La particolarità di “Spirit World” è che si tratta – almeno per la prima parte – di un volume, sostanzialmente, di storie inedite. Come ben illustra Mark Evanier – già autore di un ottima biografia del re, edita anche in Italia da edizioni BD – Kirby, una volta arrivato alla DC aveva molte idee e non tutte trovarono uno sbocco concreto. Tra queste c’era un rilancio di quei “romance comics” già in voga negli anni ’50 e – soprattutto – l’idea di pubblicare riviste di grande formato che contenessero storie di vari autori ma anche articoli su argomenti connessi. Un’idea magari non completamente inedita ma foriera di sviluppi assai interessanti, compreso quello di dare una compiuta espressione alla mai celata passione del re per i collage fotografici che avevano già iniziato a far capolino in alcune delle più ispirate pagine dei Fantastici Quattro. In particolare qui l’utilizzo di fotografie avrebbe dovuto spingersi ancor più in là fino alla realizzazione di veri e propri “fumetti” – chiamati proprio così, in italiano – termine col quale Kirby indicava in sostanza i fotoromanzi. Un utilizzo innovativo ed artistico di questo mezzo che avrebbe rappresentato dunque la cifra stilistica più peculiare delle riviste facenti parte di questo progetto, ponendosi dunque in ipotetico ed ideale trait d’union tra “Killing” e le sperimentazioni degli anni ’80 operate in specie su “Frigidaire”. Purtroppo però le cose sono andate diversamente: l’unico magazine che in effetti la DC mise in cantiere fu proprio “Spirit World”, del quale produsse un numero solo che, per un serie di disguidi tecnici, non venne in sostanza mai distribuito rimanendo a prendere polvere nei magazzini del distributore

Veniamo ad illustrare brevemente i contenuti del volume che oggi recupera quel fantasmatico numero 1, aggiungendovi peraltro alcune altre storie brevi prese da altre riviste antologiche fanta-horror pubblicate all’epoca (si trattava di “Forbidden Tales of Dark Mansion” e “Weird Mistery Tales”).

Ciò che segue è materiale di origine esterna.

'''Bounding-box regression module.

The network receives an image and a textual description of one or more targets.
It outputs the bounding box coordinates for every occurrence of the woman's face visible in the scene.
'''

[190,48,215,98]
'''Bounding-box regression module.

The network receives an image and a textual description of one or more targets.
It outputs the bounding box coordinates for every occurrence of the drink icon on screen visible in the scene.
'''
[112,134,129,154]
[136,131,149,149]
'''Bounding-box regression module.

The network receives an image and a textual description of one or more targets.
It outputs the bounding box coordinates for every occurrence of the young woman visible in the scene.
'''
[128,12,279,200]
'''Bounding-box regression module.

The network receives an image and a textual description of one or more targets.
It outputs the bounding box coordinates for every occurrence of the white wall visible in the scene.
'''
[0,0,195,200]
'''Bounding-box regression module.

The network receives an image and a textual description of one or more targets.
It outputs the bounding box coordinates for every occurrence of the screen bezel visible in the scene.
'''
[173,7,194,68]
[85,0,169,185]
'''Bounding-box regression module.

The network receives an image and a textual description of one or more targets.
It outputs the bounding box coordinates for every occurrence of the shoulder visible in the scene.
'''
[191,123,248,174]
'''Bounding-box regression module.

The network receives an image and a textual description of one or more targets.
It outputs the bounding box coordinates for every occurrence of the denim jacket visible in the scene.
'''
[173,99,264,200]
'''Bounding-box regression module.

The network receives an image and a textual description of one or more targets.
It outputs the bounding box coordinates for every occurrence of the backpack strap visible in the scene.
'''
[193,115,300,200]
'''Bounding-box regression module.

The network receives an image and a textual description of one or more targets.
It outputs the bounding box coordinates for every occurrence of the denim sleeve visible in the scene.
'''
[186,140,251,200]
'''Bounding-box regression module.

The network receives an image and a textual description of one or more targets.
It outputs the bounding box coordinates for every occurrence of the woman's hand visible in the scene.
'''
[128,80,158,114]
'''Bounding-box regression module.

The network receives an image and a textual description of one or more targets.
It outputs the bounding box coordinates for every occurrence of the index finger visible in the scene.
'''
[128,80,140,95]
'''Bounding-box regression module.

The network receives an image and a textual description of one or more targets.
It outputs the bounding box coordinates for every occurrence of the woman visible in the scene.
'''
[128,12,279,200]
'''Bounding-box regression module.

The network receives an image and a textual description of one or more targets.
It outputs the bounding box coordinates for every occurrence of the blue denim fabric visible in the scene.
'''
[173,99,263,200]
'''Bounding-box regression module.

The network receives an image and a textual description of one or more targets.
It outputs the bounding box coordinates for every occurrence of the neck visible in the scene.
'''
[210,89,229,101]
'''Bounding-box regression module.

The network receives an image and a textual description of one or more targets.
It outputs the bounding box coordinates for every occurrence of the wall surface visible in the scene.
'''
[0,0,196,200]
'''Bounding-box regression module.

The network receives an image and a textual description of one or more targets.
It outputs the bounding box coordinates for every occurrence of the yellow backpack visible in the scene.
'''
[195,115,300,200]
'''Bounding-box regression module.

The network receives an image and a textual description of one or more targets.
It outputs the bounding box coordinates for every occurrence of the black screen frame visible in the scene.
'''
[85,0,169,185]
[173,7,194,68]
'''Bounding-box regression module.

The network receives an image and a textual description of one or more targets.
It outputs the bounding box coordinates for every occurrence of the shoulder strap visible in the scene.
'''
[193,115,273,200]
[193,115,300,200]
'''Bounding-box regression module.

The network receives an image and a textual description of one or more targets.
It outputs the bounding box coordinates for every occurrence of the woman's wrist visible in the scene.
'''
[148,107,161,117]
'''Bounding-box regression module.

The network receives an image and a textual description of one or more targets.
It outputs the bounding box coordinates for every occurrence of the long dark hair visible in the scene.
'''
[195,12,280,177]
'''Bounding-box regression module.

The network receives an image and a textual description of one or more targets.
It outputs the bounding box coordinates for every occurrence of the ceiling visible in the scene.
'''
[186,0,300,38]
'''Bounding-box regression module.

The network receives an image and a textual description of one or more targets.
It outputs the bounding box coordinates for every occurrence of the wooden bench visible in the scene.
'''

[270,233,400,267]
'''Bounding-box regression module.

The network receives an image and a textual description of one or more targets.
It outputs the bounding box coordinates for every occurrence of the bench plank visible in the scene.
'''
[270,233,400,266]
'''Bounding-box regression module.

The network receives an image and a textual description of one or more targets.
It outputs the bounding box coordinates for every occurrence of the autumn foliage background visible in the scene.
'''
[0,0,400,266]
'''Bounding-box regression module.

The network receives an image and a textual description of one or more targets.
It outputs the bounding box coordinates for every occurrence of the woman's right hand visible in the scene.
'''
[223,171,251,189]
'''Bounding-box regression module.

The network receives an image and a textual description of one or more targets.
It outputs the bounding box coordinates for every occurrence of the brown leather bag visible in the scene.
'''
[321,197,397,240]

Le storie tratte da “Spirit World” sono stampate a mezza tinte e si distinguono abbastanza nettamente dalle altre proprio per un uso delle foto molto più spinto: non più e non solo in chiave di collage ma anche a sostituire a tutti gli effetti le vignette. I titoli sono, per esempio: “Il presidente morirà”, “La casa dell’orrore”, “Nostradamus” oppure “I figli della ruota fiammeggiante” (quest’ultima vera e proprio “fotostoria” di tre pagine deliziosamente psichedeliche). Da segnalare anche la presenza di una paginetta di Sergio Aragones, la collaborazione di Neal Adams alla cover e il racconto scritto “Spirito Vendicativo”: uniche testimonianze di quella che sarebbe dovuta essere la collaborazione di altri autori al progetto. Sono poi assai suggestivi anche gli altri fumetti contenuti a completamento del volume, più tradizionali graficamente ma, ovviamente, parlando di Kirby, possenti come poco altro.  



Il volume è pubblicato da RW/Lion e costa 14,95 euri.